As the healthcare industry continues to grow and change, technology advancements pose new security challenges for organizations who must ensure that electronic protected health information (ePHI) is secure. Security standards and technical safeguards are established and critical to reduce internal and external risks.
It is required by HIPAA's Security Rule (Security Standards for the Protection of Electronic Protected Health Information, found at 45 CFR Part 160 and Part 164, Subparts A and C), for all covered entities to comply with these standards and certain implementation specifications. For more information and to review the specific requirements of the Security Rule, click here.
All MaxMD products are 100% compliant with HIPAA's Security Standards and Technical Safeguards relative to the use, transmission, storage, and protection of ePHI:
-
STANDARD164.312(a)(1) Access Control.
A covered entity is required to; "Implement technical policies and procedures for electronic information systems that maintain electronic protected health information to allow access only to those persons or software programs that have been grant
ed access rights as specified in 164.308(a)(4) [Information Access Management]".
-
EMERGENCY ACCESS PROCEDURE (R) - 164.312(a)(2)(ii)
"Requires a covered entity to: Establish (and implement as needed) procedures for obtaining necessary electronic protected health information during an emergency."
-
AUTOMATIC LOGOFF (A) - 164.312(a)(2)(iii)
Where this implementation specification is a reasonable and appropriate safeguard for a covered entity, the covered entity must: "Implement electronic procedures that terminate an electronic session after a predetermined time of inactivity."
-
ENCRYPTION AND DECRYPTION (A) - 164.312(a)(2)(iv)
Where this implementation specification is a reasonable and appropriate safeguard for a covered entity, the covered entity must: "Implement a mechanism to encrypt and decrypt electronic protected health information."
-
STANDARD 164.312(b) Audit Controls
The Audit Controls standard requires a covered entity to: "Implement hardware, software, and/or procedural mechanisms that record and examine activity in information systems that contain or use electronic protected health information."
-
STANDARD 164.312(c)(1) Integrity
The Integrity standard requires a covered entity to: "Implement policies and procedures to protect electronic protected health information from improper alteration or destruction." There is one addressable implementation specification in the Integrity standard.
-
MECHANISM TO AUTHENTICATE ELECTRONIC PROTECTED HEALTH INFORMATION (A) - 164.312(c)(2)

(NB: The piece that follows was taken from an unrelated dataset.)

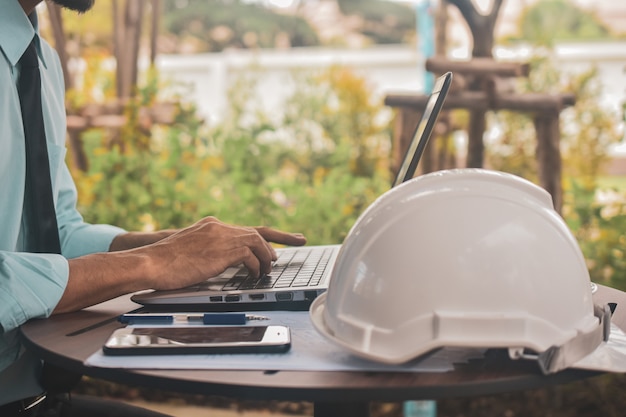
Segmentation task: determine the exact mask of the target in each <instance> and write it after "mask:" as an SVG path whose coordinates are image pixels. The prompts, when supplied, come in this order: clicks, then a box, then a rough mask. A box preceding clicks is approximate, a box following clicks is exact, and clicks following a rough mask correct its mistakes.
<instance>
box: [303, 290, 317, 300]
mask: <svg viewBox="0 0 626 417" xmlns="http://www.w3.org/2000/svg"><path fill="white" fill-rule="evenodd" d="M316 298H317V291H305V292H304V299H305V300H307V301H313V300H315V299H316Z"/></svg>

The covered entity must: "Implement electronic mechanisms to corroborate that electronic protected health information has not been altered or destroyed in an unauthorized manner."
-
STANDARD 164.312(d) Person or Entity Authentication
This standard requires a covered entity to: "Implement procedures to verify that a person or entity seeking access to electronic protected health information is the one claimed."
-
STANDARD 164.312(e)(1) Transmission Security
This standard requires a covered entity to: "Implement technical security measures to guard against unauthorized access to electronic protected health information that is being transmitted over an electronic communications network."
-
INTEGRITY CONTROLS (A) - 164.312(e)(2)(i)
The covered entity must: "Implement security measures to ensure that electronically transmitted electronic protected health information is not improperly modified without detection until disposed of."
-
ENCRYPTION (A) - 164.312(e)(2)(ii)
The covered entity must: "Implement a mechanism to encrypt electronic protected health information whenever deemed appropriate."